Dec
28
2009
Database security, Database Firewall? Why should I use GreenSQL ?
Posted by David Maman on Mon 28 Dec 2009 14:02 UTC
Tags:

Since the early days of GreenSQL, many people have written us asking why exactly they should implement a database security solution if they have already hardened their web application and are using a web application firewall, like mod_security, or even a professional closed source web application firewall such as Imperva, Breach, or F5.

The answer is not as simple as you may think, and I’m not going to preach to you about the great advantages using GreenSQL in front of your MySQL or PostgreSQL Database.

I’m going to highlight a few obvious current situations which will help you see the full picture of your Database security needs.

What is the core of the company?

When you come right down to it, the Database, eventually, is the core of your company or organization. All the information that the company is built upon is located in the Database. Without it, your company or organization cannot exist and it doesn’t matter if it’s an Enterprise, Large, Medium, or Small or even just an e-commerce business. The Database is the core of your company.

Today the market is leading us to the beauty of SaaS (Software as a Service) solutions to provide most of our needs. With SaaS, all of our information is located on some SaaS’s Database.

Who is using the Database?

The Database is used by many sources that can be divided into two main categories:

Automated connections, which mostly include:
- Backup and replications
- ETL: Extract, transform, load, a common data warehousing process
- Interconnect
- Testing
- Data Load / Data Unload
- Application Integration
- Reporting services
- Etc.

And User Connections, which mostly include:
- Developers
- Administrators
- Application users (Web applications and other applications)
- Monitoring
- Casual users
- IT Personnel
- Etc.

As you can see for yourself, there are many sources connecting to the Databases, automated or user–based, and all them must be verified, inspected and controlled.

SQL Injection

Without a doubt, among the current biggest security threats is SQL Injection. It’s caused a major Buzz for a while now. SQL injection is a code injection technique that exploits a security vulnerability occurring in the database layer of an application. Using a direct connection to the web application provides the option of running commands over the Database itself. We’ve all heard about the latest SQL injection attacks on websites belonging to Symantec, President Barack Obama, Wall street journal and many others as well.

As time passes, we see the level of SQL injection sophistication increasing and becoming even more threatening, SQL injections are now part of the automated Worms and Trojans arena. The latest large scale SQL injection attack has injected a malicious iframe on tens of thousands of susceptible websites. After some research we’ve noticed that this specific attack was preformed mostly on Microsoft IIS:

The image above shows that the vulnerable injected frame was found mostly on dynamic asp websites (available on Microsoft IIS).

The Web application frontier

The web application frontier is among the most threatening to our Databases, but it’s not the only one.

The web application may be secured using a closed or open source web application firewall. Unfortunately, as time passes, major companies and organizations that implemented a web application firewall, for some reason, mis-configured it, or missed updating it, or were successfully attacked using SQL Injections simply because the solution was inadequate.
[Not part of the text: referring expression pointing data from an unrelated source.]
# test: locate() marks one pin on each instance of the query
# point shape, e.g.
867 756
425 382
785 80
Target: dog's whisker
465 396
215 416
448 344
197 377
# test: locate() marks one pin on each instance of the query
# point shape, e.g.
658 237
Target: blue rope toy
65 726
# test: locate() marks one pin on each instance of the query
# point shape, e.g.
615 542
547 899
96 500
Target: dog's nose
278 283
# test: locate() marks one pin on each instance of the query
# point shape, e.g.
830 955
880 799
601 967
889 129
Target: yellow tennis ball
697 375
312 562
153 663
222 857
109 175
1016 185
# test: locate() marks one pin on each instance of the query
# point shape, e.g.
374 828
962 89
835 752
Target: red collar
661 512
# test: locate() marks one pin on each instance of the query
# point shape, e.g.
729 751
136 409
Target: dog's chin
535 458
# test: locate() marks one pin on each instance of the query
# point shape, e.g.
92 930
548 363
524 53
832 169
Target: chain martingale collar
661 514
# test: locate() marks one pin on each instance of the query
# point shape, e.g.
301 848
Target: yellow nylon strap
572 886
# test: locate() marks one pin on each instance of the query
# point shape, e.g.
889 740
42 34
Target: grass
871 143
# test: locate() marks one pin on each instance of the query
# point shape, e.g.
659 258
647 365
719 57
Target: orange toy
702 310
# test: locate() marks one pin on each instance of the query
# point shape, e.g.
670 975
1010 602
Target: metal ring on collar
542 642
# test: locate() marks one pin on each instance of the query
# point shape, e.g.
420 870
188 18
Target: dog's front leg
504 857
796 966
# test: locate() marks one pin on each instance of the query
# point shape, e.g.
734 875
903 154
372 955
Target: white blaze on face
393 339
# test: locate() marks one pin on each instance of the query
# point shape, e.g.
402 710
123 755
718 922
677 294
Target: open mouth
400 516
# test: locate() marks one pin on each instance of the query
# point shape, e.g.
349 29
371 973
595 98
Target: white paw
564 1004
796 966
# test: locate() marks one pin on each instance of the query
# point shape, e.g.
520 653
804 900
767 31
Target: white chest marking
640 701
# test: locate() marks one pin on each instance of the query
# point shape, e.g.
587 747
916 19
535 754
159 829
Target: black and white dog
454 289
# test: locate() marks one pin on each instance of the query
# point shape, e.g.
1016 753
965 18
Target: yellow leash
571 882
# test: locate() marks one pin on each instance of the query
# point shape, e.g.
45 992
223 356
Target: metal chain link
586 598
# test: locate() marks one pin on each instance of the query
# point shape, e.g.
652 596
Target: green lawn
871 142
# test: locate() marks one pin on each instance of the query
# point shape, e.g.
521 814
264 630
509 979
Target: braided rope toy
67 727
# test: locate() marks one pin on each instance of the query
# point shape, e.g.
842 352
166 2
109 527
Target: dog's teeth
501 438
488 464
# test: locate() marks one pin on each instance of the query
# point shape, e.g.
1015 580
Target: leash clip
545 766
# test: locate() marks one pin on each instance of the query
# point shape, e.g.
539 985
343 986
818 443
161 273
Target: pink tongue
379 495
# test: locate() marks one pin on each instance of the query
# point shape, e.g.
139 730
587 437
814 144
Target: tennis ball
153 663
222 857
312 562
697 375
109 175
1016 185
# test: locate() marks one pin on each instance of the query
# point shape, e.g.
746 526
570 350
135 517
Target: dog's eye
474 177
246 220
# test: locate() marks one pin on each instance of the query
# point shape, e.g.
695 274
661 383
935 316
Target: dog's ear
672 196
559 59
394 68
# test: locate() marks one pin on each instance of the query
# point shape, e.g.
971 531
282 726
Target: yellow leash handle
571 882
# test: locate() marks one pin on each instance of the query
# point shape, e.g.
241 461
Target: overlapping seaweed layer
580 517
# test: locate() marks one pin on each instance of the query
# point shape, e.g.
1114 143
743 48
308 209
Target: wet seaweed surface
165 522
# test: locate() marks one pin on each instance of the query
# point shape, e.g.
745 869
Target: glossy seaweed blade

Many people are sure that coding securely is the only solution required, but almost every application uses legacy code, and sometimes just a few faulty lines can lead to a successful SQL Injection attack.

Among the major problems of a web-based SQL Injection attack is the option to continue the attack to additional servers. If someone has successfully attacked your Database using SQL injection, by using CMD_Shell and other commands, he can gain control of your server, and from this specific server, gain control over your entire network.

There are many attack tools which automate this process of gaining control of the Database server, such as the  SQL Ninja and others, which also provide a video demo that show’s how easy it is taking control of your Database server.

Achieving Sarbanes-Oxley compliance requires visibility and control over business applications and databases – including monitoring the actions of privileged database users.

Database Firewall and the GreenSQL approach

The GreenSQL solution is a secured SQL reverse proxy solution, which during the reverse proxy process provides you the option of enforcing database security. GreenSQL helps you prevent SQL-based attacks, whether they are Web application based or not. And it’s easily implemented.

After setting up and implementing the GreenSQL Firewall, none of your connections, automated or not, should connect to the Database directly. You can easily Implement the GreenSQL solution in a DMZ zone on your Firewall, and allow traffic to the Database from the GreenSQL machine only. From then on, you can be sure that no other source will connect to your Database without inspection and control by the GreenSQL solution.

GreenSQL provides you the option of installing the GreenSQL Database firewall on the Database itself, or on a dedicated server (virtual or physical), so you are not limited.As time passes we’ve witnessed that more and more web sites adopts GreenSQL to defend against any SQL based attacks.

For example you can check out http://fak3r.com which also wrote a real nice article about GreenSQL and why he decided to use it.

We have published an article titled 10 reasons why you should use GreenSQL, check it out.

Information security is an on going process, not a specific product or solution.
Now, with GreenSQL your Database can be part of this process.